A. Sonogram shows lymph node in a breast cancer patient. B. Photoacoustic image shows a strong signal from the lymph node due to methylene blue accumulation confirming the ultrasound detected node as a SLN. C. Co-registered photoacoustic image of the SLN overlaid on sonogram. D. Radiograph of surgically removed SLN shows the presence of tissue-marking titanium clip which was implanted under the guidance of photoacoustic imaging, validating the feasibility of photoacoustic imaging to identify SLNs noninvasively. Reproduced from Garcia-Uribe A et al. Sci Rep 2015;5:15748 [75], according to the Creative Commons license.

Fig. 6.. Sentinel lymph node (SLN) visualization using a handheld multispectral optoacoustic tomography (MSOT) transducer in patients with melanoma.
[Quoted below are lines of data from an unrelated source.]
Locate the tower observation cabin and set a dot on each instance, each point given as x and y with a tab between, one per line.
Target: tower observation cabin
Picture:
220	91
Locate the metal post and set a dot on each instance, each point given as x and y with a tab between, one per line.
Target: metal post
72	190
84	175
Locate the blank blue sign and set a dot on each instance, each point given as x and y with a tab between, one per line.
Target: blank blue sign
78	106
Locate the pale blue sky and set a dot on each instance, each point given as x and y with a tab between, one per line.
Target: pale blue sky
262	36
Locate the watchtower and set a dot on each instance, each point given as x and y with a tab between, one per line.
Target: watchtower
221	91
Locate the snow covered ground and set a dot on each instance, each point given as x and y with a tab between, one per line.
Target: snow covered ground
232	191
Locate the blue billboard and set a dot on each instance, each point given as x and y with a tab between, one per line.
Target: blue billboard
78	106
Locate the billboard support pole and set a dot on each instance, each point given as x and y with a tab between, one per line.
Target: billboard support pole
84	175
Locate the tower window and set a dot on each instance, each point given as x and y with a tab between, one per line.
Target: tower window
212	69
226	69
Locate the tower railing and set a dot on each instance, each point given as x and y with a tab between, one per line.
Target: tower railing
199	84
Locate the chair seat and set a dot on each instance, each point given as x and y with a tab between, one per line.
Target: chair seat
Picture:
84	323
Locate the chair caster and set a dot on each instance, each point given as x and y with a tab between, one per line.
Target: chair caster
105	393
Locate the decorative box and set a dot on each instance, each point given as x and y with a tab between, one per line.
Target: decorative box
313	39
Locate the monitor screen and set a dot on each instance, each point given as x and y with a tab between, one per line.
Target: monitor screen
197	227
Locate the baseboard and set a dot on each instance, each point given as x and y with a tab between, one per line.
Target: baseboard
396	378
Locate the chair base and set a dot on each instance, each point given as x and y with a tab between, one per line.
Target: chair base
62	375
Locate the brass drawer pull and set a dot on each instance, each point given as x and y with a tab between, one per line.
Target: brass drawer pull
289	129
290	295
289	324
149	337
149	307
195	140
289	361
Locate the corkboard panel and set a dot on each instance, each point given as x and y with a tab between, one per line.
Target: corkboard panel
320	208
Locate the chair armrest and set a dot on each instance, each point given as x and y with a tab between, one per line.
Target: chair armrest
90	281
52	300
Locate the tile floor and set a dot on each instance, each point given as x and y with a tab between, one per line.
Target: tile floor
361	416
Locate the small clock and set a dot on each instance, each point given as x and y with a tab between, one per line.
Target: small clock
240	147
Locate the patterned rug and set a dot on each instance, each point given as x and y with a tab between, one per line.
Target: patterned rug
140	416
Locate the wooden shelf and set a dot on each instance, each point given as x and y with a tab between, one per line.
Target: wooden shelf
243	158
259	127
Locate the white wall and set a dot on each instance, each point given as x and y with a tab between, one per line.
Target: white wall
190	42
Indocyanine green (ICG) dye was injected peritumorally to visualize the lymphatic drainage using photoacoustic imaging. While ICG indicates the location of SLNs, melanin inside the SLN suggests melanoma metastasis. A. Absence of melanin signal in ICG-positive right axillary node suggests that the patient has no detectable metastasis, confirmed as such by histology. B. Photoacoustic imaging of left axillary node (ICG-positive) in a patient suggests metastasis as indicated by strong melanin signal. Immunohistochemistry revealed no evidence of metastasis when stained for Melan A indicating false-positive photoacoustic imaging diagnosis. Left axillary lymph node in a patient showing high melanin signal on photoacoustic image (C) which was confirmed to be metastatic on histology (true positive finding). Adapted from Stoffels I et al. Sci Transl Med 2015;7:317ra199 [71], with permission of The American Association for the Advancement of Science.